Your Pasta Proportions

The friendliest place on the web for anyone that enjoys cooking.
If you have answers, please help by responding to the unanswered posts.

Russell

Senior Cook
Joined
Aug 24, 2004
Messages
395
Location
New Jersey, USA
My grandma gave me her pasta machine that was her great aunts. I used to use one egg to 1 cup flour, but my great great great (?) aunts recipe.75 cups flour with one egg
 
Pasta proportions

Classic proportions for egg noodles are 1 large egg per 1/2 cup flour - no salt, no oil. (This is what I use but then some additional flour is incorporated during kneading)

Sounds old so is it a manual one? I have a marcato hand cranked pasta machine. I makes spaghetti or fettuccine. I also have the angel-hair cutting attachment and a ravioli attachment.

For fettuccine I use all-purpose unbleached white but for spaghetti or angel hair I use white bread flour since it seems to cut better (the strands don't stick together).
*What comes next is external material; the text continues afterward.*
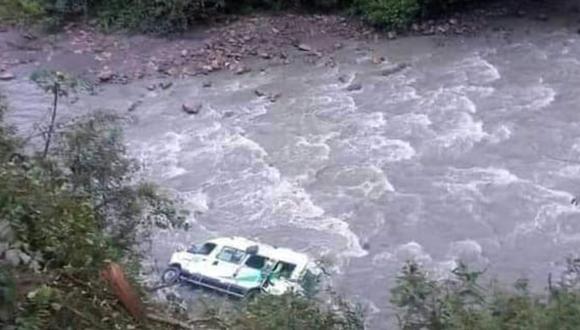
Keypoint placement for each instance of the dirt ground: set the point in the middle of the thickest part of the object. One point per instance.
(240, 44)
This site has instructions - scroll to the bottom for hand cranked machines
Making Homemade Pasta
 
yeah its a hand crank, and it works quite well. It can make fettuccini (sp) and linguini and ravioli and lasagna noodles and stuff like that. The first time i made pasta, a hand rolled it and hand cut it. it was hard
 
hi miguzigoldfish

does it have a ravioli attachment like the one in this picture?
If yes, do you use it? I always had trouble with mine and kinda gave up on it. If you use it successfully, please give me some hints. TIA
 
Its like, you take the pasta sheet putmeat every inch and a half fold it over, then place it through, and depending on if you have the meat (or cheese) placed correctly they will come out perfect.
 
Those ravioli makes are really kind of messy. I use my Kitchen Aid to make the sheets. I use ravioli molds. They are much easier and cleaner to use. You just put a sheet of dough on the tray, then take the top mold and just tap in top of the dough gently to make the shape, then take it off and fill the holes. Once you fill the holes with filling you lay the second sheet on top and roll your rolling pin over the edges and remove the raviolis. These are great. I ended up throwing away the ravioli maker that you put the sheets in and then the filling. I really do think they are very messy, especially if you make a mistake or put a little too much filling in.
 
ravioli attachment for hand pasta machine

re using a ravioli attachment for hand pasta machine

Thanks to cookienut who wrote
Those ravioli makes are really kind of messy... I ended up throwing away the ravioli maker that you put the sheets in and then the filling. I really do think they are very messy, especially if you make a mistake or put a little too much filling in

You made me feel a lot better. At least now I know its not just my ineptitude.

I had the same experience. It just takes too much coddling to get it to work properly. I'll try a ravioli mold and use the machine to make the sheets.
 
A couple of years ago I set out on a quest to find "THE" definative classic/authentic recipe for pasta. What I discovered was that there is no such thing as such! It depends on the region, the village, the street, and the grandma that was making it - and what she was making it for since she might use a basic recipe for noodles but add an extra egg yolk for lasagna or ravioli, or maybe add a little oil, or replace the eggs with water, or if she didn't have enough eggs she might add a little water, etc. I think I narrowed it down to about 27 authentic/classic basic recipes. ARRGH!!!

As for the ravioli attachment subfuscpersona mentioned for the hand-cranker you have .... I have read some war stories about it. It's a matter of learning how to use it - you'll just have to experiment with it and figure out it's quirks. As for me - I just make them by hand ... not as neat and pretty but they work.